Le plus souvent, ces troupes étaient en débandade, privées d’officiers, sans arme, et s’en allaient vers le sud, sans autre but que le désir de ne pas se battre. Drôle d’armée!!

Les Allemands, d’après la rumeur publique, devaient être à Charroux dans la matinée du 24 juin. Vers 11 heures, une petite troupe motorisée française, bien décidée à retarder l’avance de l’ennemi, vient s’établir sur la place Saint-Pierre, près des halles. Des petits canons furent mis en batterie, rue de Rochemeaux, à la sortie de la ville, et au détour de la route de Poitiers, maison Aillaud*.
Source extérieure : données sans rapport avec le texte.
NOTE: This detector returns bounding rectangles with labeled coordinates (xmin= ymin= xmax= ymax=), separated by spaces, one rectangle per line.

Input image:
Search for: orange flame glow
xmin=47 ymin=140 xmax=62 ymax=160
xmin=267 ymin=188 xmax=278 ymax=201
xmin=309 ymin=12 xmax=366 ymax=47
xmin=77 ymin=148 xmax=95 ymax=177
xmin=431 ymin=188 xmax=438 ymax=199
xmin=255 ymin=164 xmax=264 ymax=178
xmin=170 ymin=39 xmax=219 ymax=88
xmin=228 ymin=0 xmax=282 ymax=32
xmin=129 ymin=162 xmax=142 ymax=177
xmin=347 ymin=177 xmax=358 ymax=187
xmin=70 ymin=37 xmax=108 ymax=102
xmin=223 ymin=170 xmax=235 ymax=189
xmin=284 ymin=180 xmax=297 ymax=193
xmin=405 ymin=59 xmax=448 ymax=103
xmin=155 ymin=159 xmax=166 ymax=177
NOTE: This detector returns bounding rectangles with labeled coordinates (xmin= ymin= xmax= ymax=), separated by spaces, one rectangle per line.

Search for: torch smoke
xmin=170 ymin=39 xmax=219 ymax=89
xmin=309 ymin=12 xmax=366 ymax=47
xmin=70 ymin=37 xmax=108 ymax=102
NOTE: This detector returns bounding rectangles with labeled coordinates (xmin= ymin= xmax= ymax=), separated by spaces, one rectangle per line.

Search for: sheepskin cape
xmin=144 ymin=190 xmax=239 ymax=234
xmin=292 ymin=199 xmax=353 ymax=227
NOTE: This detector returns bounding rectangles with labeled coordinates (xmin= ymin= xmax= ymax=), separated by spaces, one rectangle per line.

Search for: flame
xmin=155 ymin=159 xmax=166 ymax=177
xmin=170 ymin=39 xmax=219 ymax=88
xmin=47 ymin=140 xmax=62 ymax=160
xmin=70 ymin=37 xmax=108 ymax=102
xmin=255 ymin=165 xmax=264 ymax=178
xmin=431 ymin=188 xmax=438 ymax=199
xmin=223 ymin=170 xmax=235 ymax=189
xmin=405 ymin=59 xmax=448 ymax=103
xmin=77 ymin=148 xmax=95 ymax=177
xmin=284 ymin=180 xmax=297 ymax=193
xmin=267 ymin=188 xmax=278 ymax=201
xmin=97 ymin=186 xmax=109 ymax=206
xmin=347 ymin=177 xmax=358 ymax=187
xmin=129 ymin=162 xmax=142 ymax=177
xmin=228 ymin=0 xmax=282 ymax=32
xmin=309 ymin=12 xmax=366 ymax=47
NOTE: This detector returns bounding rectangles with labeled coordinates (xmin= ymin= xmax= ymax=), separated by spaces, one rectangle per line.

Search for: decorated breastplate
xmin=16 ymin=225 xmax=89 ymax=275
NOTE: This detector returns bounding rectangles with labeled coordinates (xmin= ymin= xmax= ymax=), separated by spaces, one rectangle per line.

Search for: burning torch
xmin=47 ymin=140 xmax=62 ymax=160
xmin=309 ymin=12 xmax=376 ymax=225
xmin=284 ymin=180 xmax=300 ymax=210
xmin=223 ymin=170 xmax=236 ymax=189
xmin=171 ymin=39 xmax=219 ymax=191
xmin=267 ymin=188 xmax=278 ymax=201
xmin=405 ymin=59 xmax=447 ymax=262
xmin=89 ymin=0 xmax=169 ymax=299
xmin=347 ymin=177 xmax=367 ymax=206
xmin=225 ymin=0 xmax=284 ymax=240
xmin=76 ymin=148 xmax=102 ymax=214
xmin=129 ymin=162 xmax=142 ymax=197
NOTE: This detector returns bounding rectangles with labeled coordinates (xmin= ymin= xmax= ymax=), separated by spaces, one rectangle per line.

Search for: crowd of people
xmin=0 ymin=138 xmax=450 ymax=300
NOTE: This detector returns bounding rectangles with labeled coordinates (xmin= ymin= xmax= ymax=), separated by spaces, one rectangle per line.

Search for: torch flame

CHARROUX 4 RUE DU CHATEAU ANCIENNE MAISON AILLAUD 1

Ce n’est, que sur ma demande, que ces canons furent enlevés, car je craignais des représailles à l’arrivée des Allemands.

C’est alors, qu’une moto avec side-car et mitrailleuse alla s’embusquer près de l’allée du château de Rochemeaux*, et attendit l’arrivée de l’ennemi. Ce ne fut pas long. Avant midi, la moto retournait avec 2 soldats allemands blessés qui furent placés dans la salle du café Demay*. Je fis appeler Mr le docteur Babaud* qui ordonna leur transport à l’hôpital de Confolens. M. Meunier Henri*, voulait bien se charger de ce transport avec sa camionnette. La section de motorisés français avait bien travaillé à Rochemeaux. Deux officiers avaient été tués, et un autre décédait pendant son transport à Civray.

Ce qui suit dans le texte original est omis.